Paul Sewald spent four years in the Mets bullpen before being non-tendered in December 2020. During his time with the Mets, he earned his first MLB win in a walk-off against the Marlins in 2019. But the reliever struggled in 2020 with a 13.50 ERA over six innings. As a Met, his ERA was 5.50 across 125 games. He signed a minor league contract with the Mariners in January 2021 and had a breakout season with a 10-3 record and a 3.06 ERA with 104 strikeouts in 64.2 innings. This season, his ERA improved to 2.67 in 65 games with a 5-4 record.
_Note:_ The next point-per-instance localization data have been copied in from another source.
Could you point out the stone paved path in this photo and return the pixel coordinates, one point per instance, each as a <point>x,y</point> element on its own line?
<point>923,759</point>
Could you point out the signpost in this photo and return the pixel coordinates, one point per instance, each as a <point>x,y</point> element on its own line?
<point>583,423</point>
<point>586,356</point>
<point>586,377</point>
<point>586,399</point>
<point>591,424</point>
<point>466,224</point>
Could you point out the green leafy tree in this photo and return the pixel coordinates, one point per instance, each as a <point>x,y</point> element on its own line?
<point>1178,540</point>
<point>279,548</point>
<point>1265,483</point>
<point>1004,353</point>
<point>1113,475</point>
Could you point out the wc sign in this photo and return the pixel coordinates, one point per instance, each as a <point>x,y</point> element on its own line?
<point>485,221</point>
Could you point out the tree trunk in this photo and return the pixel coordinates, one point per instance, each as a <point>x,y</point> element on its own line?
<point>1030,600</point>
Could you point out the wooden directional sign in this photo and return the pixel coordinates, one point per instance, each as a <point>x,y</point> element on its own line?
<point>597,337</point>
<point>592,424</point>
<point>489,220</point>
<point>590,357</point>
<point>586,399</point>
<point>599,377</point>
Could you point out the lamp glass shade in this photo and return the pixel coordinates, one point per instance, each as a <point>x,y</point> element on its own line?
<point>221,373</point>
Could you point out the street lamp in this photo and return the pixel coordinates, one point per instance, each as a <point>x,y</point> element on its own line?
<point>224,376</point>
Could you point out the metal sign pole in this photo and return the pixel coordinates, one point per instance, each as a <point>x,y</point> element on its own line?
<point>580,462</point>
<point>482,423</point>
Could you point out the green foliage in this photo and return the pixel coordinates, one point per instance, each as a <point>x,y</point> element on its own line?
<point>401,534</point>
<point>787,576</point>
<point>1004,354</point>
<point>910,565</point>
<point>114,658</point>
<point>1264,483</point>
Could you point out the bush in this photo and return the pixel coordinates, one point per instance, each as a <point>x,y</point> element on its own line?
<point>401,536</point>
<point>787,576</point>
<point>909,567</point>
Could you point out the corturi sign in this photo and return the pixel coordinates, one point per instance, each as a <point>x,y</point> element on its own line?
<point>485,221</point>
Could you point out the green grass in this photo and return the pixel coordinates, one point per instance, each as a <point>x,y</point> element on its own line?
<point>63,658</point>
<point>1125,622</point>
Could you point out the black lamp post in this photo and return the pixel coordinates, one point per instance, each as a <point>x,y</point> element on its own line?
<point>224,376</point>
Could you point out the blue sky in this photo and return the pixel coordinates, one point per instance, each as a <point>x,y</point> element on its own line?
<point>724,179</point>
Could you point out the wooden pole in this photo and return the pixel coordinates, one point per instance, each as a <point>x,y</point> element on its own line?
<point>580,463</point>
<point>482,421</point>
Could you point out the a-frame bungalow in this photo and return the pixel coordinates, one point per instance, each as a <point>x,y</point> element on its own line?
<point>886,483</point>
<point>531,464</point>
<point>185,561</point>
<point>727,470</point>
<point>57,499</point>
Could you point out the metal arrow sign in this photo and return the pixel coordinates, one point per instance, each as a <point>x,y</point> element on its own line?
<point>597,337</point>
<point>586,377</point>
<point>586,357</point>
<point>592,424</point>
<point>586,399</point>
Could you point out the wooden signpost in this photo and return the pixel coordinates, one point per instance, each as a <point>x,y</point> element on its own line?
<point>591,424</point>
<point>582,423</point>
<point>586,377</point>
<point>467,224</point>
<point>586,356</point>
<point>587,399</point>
San Diego Padres (89-73): Brandon Drury (Utility)

(The Canadian Press)

Brandon Drury’s stint with the Mets was short-lived. He had a .271 batting average across 51 games in 2021. He was designated for assignment on October 2 and elected free agency. Drury signed with the Reds and was in the All-Star snub discussion this past season after a breakout year as the starting third baseman. Before the trade deadline, he was sent to the Padres and hit a grand slam on the first pitch he saw on his new team.
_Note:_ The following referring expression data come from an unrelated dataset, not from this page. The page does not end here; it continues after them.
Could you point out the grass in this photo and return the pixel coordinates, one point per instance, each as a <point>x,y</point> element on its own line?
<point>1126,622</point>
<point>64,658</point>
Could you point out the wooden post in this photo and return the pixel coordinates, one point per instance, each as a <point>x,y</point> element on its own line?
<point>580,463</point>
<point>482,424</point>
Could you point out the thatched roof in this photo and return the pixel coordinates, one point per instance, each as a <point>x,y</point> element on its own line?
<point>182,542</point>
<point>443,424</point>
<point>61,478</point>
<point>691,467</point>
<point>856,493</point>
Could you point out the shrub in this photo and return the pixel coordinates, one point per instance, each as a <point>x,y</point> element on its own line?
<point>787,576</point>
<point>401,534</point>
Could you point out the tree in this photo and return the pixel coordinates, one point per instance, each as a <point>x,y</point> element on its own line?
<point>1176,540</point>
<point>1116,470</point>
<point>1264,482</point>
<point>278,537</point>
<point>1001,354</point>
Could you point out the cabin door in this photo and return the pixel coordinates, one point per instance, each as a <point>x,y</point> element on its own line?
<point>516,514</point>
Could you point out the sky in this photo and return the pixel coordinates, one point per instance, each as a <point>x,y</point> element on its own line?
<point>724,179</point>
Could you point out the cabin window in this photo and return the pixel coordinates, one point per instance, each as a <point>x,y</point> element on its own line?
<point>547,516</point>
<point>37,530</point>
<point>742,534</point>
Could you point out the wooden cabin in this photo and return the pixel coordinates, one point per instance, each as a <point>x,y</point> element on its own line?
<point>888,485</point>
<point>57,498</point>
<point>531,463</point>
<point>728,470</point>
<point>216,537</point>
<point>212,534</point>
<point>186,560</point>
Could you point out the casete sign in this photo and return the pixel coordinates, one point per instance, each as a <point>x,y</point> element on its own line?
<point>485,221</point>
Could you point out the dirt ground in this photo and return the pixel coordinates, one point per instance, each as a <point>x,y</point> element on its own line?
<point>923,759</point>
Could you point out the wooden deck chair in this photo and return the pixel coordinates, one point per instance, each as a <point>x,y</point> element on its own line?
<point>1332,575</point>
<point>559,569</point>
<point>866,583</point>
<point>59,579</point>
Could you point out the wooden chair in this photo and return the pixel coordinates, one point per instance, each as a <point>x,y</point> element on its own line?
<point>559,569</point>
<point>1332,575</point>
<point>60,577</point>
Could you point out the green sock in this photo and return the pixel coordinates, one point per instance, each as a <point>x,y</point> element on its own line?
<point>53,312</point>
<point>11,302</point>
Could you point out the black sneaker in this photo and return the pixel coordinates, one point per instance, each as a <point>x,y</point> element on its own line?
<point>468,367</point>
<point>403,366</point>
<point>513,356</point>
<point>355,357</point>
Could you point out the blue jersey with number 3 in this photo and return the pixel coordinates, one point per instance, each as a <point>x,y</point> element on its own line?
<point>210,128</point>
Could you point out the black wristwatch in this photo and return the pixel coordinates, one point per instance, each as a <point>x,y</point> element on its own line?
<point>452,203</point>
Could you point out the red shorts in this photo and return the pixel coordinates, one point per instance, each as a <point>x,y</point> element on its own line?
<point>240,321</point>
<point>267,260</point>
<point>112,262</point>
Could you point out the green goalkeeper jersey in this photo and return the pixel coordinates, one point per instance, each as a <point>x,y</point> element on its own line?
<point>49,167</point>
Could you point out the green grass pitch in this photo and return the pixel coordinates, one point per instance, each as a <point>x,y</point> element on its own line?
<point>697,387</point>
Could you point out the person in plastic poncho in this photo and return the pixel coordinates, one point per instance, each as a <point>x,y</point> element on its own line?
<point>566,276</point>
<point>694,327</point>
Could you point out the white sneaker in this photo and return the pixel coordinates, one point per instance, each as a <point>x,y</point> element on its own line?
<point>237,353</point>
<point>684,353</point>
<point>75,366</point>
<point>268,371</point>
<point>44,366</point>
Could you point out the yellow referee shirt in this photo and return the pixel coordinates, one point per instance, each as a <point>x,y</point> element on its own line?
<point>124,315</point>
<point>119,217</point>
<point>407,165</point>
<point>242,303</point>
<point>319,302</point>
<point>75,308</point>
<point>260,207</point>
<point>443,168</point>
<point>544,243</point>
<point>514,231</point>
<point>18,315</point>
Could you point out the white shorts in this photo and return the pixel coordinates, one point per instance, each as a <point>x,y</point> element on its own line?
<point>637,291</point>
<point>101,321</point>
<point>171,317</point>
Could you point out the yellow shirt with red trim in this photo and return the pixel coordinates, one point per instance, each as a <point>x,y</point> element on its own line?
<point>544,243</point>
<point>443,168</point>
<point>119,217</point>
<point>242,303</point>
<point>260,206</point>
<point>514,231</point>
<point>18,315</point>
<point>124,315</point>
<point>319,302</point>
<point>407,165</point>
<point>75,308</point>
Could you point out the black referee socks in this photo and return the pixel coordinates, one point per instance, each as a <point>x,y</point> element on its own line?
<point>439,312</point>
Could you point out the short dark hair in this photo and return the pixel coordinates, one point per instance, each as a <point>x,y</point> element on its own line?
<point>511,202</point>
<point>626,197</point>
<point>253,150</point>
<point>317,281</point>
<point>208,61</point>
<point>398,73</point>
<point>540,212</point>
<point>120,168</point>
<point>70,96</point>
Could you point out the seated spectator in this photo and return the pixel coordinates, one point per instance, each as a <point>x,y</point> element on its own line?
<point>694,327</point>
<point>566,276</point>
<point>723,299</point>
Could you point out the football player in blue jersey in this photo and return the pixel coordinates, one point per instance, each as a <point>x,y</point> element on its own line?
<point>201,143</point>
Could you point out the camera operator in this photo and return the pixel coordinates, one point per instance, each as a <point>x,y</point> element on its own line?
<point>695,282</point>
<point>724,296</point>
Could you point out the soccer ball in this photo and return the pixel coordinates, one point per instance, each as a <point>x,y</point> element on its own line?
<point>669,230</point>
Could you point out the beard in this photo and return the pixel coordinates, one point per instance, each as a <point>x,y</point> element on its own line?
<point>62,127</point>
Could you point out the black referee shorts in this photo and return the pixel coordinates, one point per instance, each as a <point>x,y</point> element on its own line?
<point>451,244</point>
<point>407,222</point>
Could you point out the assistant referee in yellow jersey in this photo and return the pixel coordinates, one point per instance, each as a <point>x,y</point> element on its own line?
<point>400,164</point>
Los Angeles Dodgers (111-51): Justin Turner (3B)

(CBS Sports)

Justin Turner is another case of the Mets not doing their due diligence. He was claimed off waivers by New York in 2010 and set a team rookie record for most consecutive games (seven) with an RBI in 2011. Turner was named NL Rookie of the Month in May 2011—the first Met to win the award since its inception in 2001. After the 2013 season, he was non-tendered and became a free agent despite hitting .265 in 301 games as a utility player. The Dodgers picked him up on a minor league contract in February 2014 and went on to have a breakout season, playing 109 games. He led the team with a .340 batting average and hit seven home runs with 43 RBI. The Dodgers signed him to a one-year, $2.5 million contract in 2015 and became the starting third baseman for a majority of the season, hitting .294 with a career-high 16 home runs and 60 RBI. Los Angeles liked what they saw and offered him a four-year, $64 million contract at the end of 2016. He started the 2017 with a .379 batting average before injuring his hamstring. He was a 2017 All-Star and finished the regular season with a .322 batting average, .415 on-base percentage, and had 21 home runs with 71 RBI. Turner would go on to win the World Series as a Dodger in 2020 and make a second All-Star appearance in 2021 after re-upping his contract on a two-year, $34 million deal with a $14 million option for a third year. Add Turner to the list of players the Mets let walk away without seeing their true value and potential.